In COVID Storm, The Key Principles Driven Home

Context: An overview of key fallouts in India’s approach to pandemic management.

Key fallouts in India’s approach to pandemic management

  • Focus on health coverage rather than health care: Policy approach prioritising insurance (E.g. Ayushman Bharat) over investing in public healthcare facilities resulted in woefully low spending on healthcare.
    • On the contrary, the debate over universalising healthcare over universal health coverage has been settled in favour of healthcare.
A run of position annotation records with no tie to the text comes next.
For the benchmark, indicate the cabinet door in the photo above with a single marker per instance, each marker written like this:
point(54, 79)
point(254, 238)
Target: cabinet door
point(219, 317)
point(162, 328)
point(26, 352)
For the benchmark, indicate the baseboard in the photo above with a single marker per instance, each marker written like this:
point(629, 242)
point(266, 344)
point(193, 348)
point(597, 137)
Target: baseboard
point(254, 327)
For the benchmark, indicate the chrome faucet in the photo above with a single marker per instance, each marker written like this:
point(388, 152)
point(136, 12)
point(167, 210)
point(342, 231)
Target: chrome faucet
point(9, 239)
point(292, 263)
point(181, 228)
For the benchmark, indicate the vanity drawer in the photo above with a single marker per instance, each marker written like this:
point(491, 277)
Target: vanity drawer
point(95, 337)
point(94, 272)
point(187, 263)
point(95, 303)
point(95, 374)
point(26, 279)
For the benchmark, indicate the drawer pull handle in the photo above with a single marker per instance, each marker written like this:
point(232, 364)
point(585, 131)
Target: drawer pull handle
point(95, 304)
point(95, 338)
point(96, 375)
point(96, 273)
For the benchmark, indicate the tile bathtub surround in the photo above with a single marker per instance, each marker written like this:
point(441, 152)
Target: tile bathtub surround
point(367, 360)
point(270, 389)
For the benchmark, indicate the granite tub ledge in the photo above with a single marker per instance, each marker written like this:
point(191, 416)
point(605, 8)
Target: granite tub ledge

For e.g.
      • The landmark UK’s National Health Service Act in 1946, which revolutionised health care in the UK by delinking it from a person’s income and recognised that public health could not be left to market forces.
      • High-level expert group by Planning Commission in 2011 concluded that “progressive strengthening of public facilities” is the only way to reach medical services to the population as a whole.
      • Kerala healthcare model: Kerala started investing heavily in public health care in 1950s, demonstrated primary health care was labour-intensive, generating its own virtuous cycle of trained personnel.
  • Prioritising faith over science: Silencing of rationalists as ‘western’ and ‘alien’ to ‘Indian ethos’.
    • Public allocations for science fallen: Adding promotion of unscientific claims like ancient Hindus invented stem-cell science.
    • No scientific accountability: No group with respected scientists or public health experts to challenge government diktats or test decisions taken government against scientific principles.
      • E.g. Thali banging, candle lighting, abrupt lockdowns, the conduct of Kumbh Mela etc.
  • Data hesitancy over data integrity: Data hesitancy has remained a feature of the government.
    • This has led to data denial over tests and deaths (mortality data reported many times lower), leading to misunderstanding of disease and mishandling of situation stemming from inaccurate predictions.
  • Misplaced economics ignoring the poor: Deriding “Povertarianism”, talking of “freebies” cannot be a replacement to sound welfarism which must prioritise majority of Indians who need social security.
    • Azim Premji University report talks of 230 million Indians slipping below breadline during pandemic.
    • Understanding “good economics” as what helps its majority, the poorest and vulnerable, must be a principle rather than a matter of embarrassment.
  • Misconducts allowing a free run of virus: For E.g. Promoting large unprotected crowds in desperation to win elections such as in West Bengal.

Conclusion: The least good that might be hoped for, at an unimaginably high cost, is for COVID-19 to cure us of the basic distortion in our public and political culture, which has been on a speed pill for the last seven years.